From the comparison of these sets, it can be concluded that the former cell is related to the latter cell as a 2 ×2 × 2 lattice parameter. In this case the number of atoms would be 162 × 8 = 1296, which can be reduced to 1168 by vacancies. It should be noted that, for Mg₂₈Al₄₅, a reflection (10 10 0) expected from this transformation also exists, but has very weak intensity, and for the construction of the BZ, the next reflection (10 10 2) was taken. Formation of a complex supercell by multiplication of lattice parameters was demonstrated by a classical example of γ-brass phase Cu₅Zn₈. The structure cI52 is formed from bcc with the 2 × 2 × 2 increase of the lattice parameter and an induction of vacancies with some atomic movement that results in an appearance of additional peaks close to the FS, as was discussed by Jones [12]. Interestingly, the forms of the Brillouin zones with faces (8 8 0) and (11 3 3) for Cu₄Cd₃ and Mg₂₈Al₄₅ are similar (Figure 1) and related to the BZ for γ-brass with faces (3 3 0) and (4 1 1), which indicates the structural relationship between all these compounds. Structural presentations of complex intermetallics as multi-fold supercells of basic metallic close-packed lattices were considered in [25,41].

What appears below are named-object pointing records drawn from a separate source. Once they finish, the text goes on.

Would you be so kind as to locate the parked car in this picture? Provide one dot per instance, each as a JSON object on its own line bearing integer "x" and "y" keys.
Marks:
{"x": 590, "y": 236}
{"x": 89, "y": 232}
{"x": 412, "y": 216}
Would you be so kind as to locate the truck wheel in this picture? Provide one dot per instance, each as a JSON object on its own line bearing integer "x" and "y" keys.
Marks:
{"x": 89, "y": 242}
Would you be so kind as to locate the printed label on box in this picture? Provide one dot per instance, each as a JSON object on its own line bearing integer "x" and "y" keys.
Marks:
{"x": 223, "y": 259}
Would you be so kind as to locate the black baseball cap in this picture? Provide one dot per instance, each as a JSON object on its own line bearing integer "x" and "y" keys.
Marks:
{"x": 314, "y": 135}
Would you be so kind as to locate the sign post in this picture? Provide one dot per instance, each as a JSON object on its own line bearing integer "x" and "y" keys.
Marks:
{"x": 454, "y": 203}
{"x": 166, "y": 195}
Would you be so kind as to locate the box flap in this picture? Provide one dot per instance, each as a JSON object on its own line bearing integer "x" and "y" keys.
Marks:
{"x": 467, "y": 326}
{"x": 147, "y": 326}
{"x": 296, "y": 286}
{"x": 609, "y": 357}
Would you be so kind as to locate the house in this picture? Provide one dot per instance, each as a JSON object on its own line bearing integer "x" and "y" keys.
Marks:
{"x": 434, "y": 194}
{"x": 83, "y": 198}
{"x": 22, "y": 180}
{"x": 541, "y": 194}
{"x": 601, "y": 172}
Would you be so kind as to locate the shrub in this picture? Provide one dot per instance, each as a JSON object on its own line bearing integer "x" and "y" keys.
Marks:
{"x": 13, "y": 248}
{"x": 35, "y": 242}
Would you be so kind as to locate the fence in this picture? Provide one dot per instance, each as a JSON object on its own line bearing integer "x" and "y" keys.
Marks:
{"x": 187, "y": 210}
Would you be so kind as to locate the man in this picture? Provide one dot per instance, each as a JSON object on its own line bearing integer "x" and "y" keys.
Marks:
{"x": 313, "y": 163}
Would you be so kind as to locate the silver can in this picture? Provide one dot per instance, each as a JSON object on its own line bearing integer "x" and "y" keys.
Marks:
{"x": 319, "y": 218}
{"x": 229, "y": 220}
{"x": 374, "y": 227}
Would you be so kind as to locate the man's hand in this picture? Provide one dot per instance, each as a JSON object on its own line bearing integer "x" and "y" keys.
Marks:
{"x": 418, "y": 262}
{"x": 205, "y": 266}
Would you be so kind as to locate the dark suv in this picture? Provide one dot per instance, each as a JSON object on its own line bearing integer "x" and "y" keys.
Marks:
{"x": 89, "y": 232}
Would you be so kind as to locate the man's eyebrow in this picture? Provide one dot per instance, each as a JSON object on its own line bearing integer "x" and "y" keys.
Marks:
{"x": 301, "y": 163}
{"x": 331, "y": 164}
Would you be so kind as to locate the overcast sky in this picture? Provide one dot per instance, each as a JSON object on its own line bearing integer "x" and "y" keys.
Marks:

Structural relations of alloy phases that are built with similar short-range clusters are visible by comparison of BZs related to strong diffraction peaks. For Al₅CuLi₃-cI160 the outer BZ with faces (5 0 3), (6 0 0), and (5 3 2), shown in Figure 3b (lower-right), represents a polyhedron that looks like the Brillouin-Jones zone of quasicrystals i-AlMgCu and i-AlLiCu constructed from the first strong peaks [6]. It should be noted, that BZs with this type of polyhedron with faces (5 0 3), (6 0 0), and (5 3 2) exist for all approximants discussed where the only difference is in the location either outside or inside the FS. In both cases the FS–BZ interaction is significant for the crystal structure energy.

4. Conclusions

Structurally-complex alloy phases with tetrahedrally-packed polyhedra of Frank-Kasper type are discussed with reference to the free-electron model of Brillouin zone-Fermi sphere interactions. Electron energy reduction originates through the contact of the FS to the BZ planes, as usually assumed for classical Hume-Rothery phases with relatively simple structures. On their diffraction patterns, complex structures display several peaks of strong intensity that produce Brillouin zone polyhedra enveloped by the FS in contact with some edges or vertices. These FS–BZ configurations should be taken into account for the estimation of electron energy as a convincing reason for stability of such complex intermetallic structures. Complex tetrahedrally-packed intermetallic phases consist of successive atomic building blocks arranged as symmetrical polyhedra. The Brillouin-zone constructions for these structures reveal successive BZ polyhedra with nearly the same form as the atomic clusters in the real space. These effects should be regarded by the theoretical considerations.